There has been an intense debate on the Drools and jBPM blog with two posts by Mark Proctor http://blog.athico.com/2011/11/decision-model-ip-trap.html and http://blog.athico.com/2011/12/decision-model-ip-trap-part-deux.html.
At the same time another intense debate on the TDM patent was going on in “The Decision Model” Linkedin group. Mark saw fit to place of copy of the complete discussion thread, of a closed Linkedin group, on his public website against what I feel is the spirit of a closed Linkedin group of which he is a member.
Personally I respect Mark’s contributions to the open source community, the recent software patent that he was awarded (US Patent 7904402) and his significant contributions to the Drools project at Red Hat. And whilst Mark has sought to interpret some of my arguments in the Linked discussions as trying to “belittle him” this was not my intention.
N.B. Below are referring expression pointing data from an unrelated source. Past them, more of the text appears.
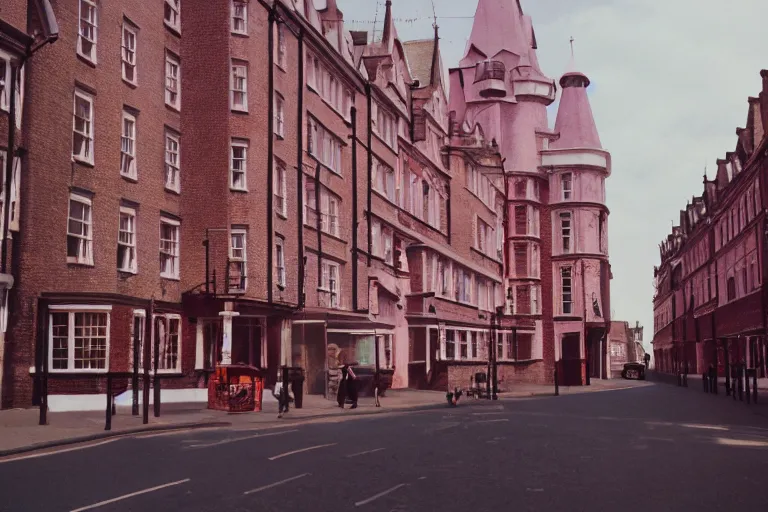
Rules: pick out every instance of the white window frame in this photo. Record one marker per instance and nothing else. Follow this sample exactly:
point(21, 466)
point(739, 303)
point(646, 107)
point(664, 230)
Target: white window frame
point(172, 162)
point(238, 71)
point(282, 52)
point(71, 311)
point(172, 80)
point(87, 134)
point(566, 232)
point(234, 170)
point(85, 252)
point(333, 289)
point(131, 244)
point(279, 120)
point(566, 192)
point(280, 261)
point(172, 14)
point(128, 53)
point(128, 146)
point(279, 179)
point(167, 317)
point(175, 255)
point(93, 23)
point(242, 18)
point(566, 306)
point(240, 260)
point(5, 79)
It is not my intention in this post to provide a point-by-point rebuttal of all Mark’s arguments. What I hope to do is to outline the central plank of Mark’s arguments and that is his position on software patents, and, then look at some of the key arguments he has used to support his assertion that The Decision Model IP is a trap.
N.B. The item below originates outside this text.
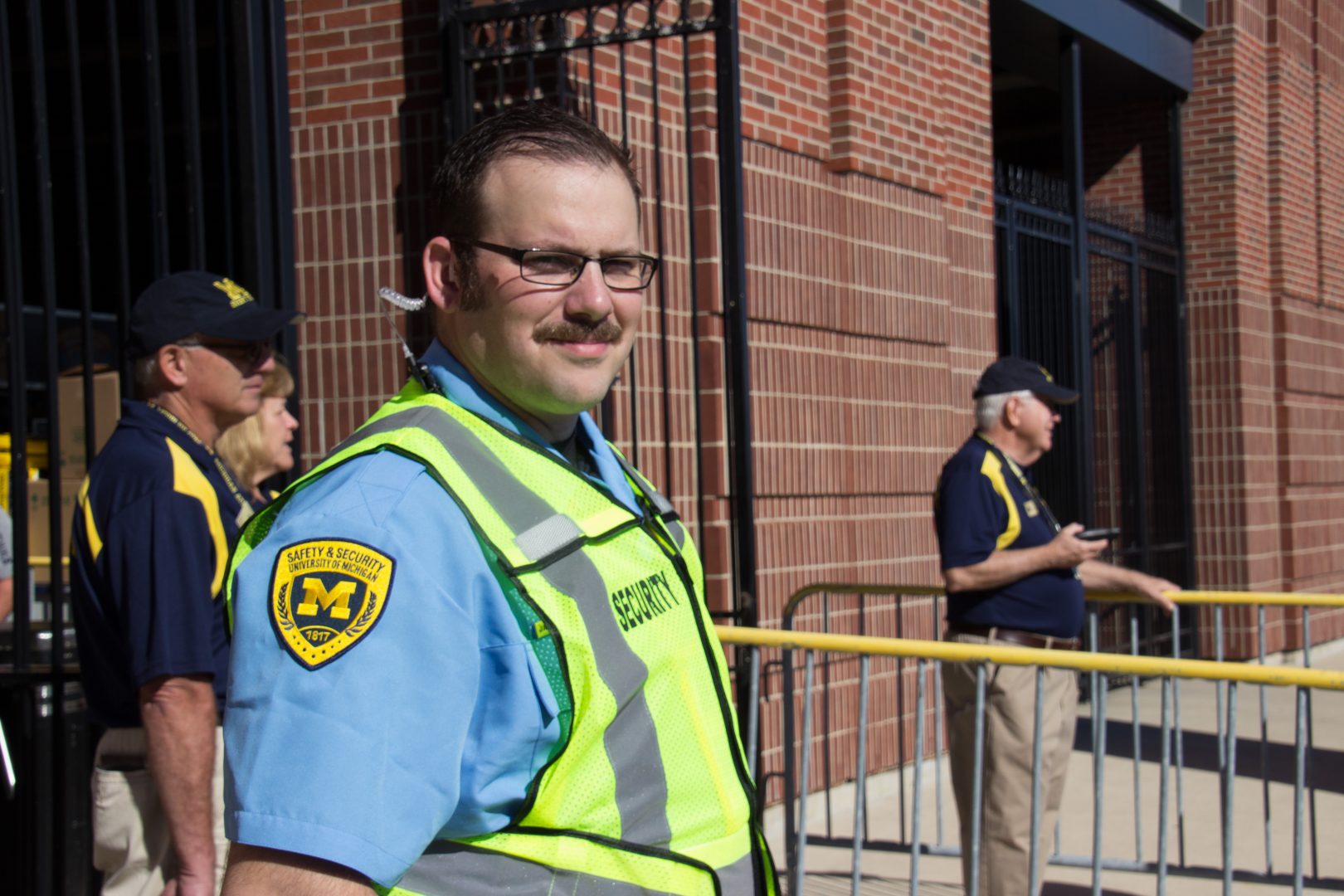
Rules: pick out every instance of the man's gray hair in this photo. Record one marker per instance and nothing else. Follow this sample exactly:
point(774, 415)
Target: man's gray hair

The world can be divided in to three groups, from a patent perspective; those who believe passionately that software patents should be abolished; those who believe that software patents should or will continue to exist, and, those who do not care either way.
Now Mark believes passionately that software patents should not exist. He also believes that until the day where software patents are abolished world-wide that the only people who have the moral right to own patents are open source software companies who will naturally use their patents defensively. Because they are open source companies.
There is nothing wrong in Mark holding this passionate belief.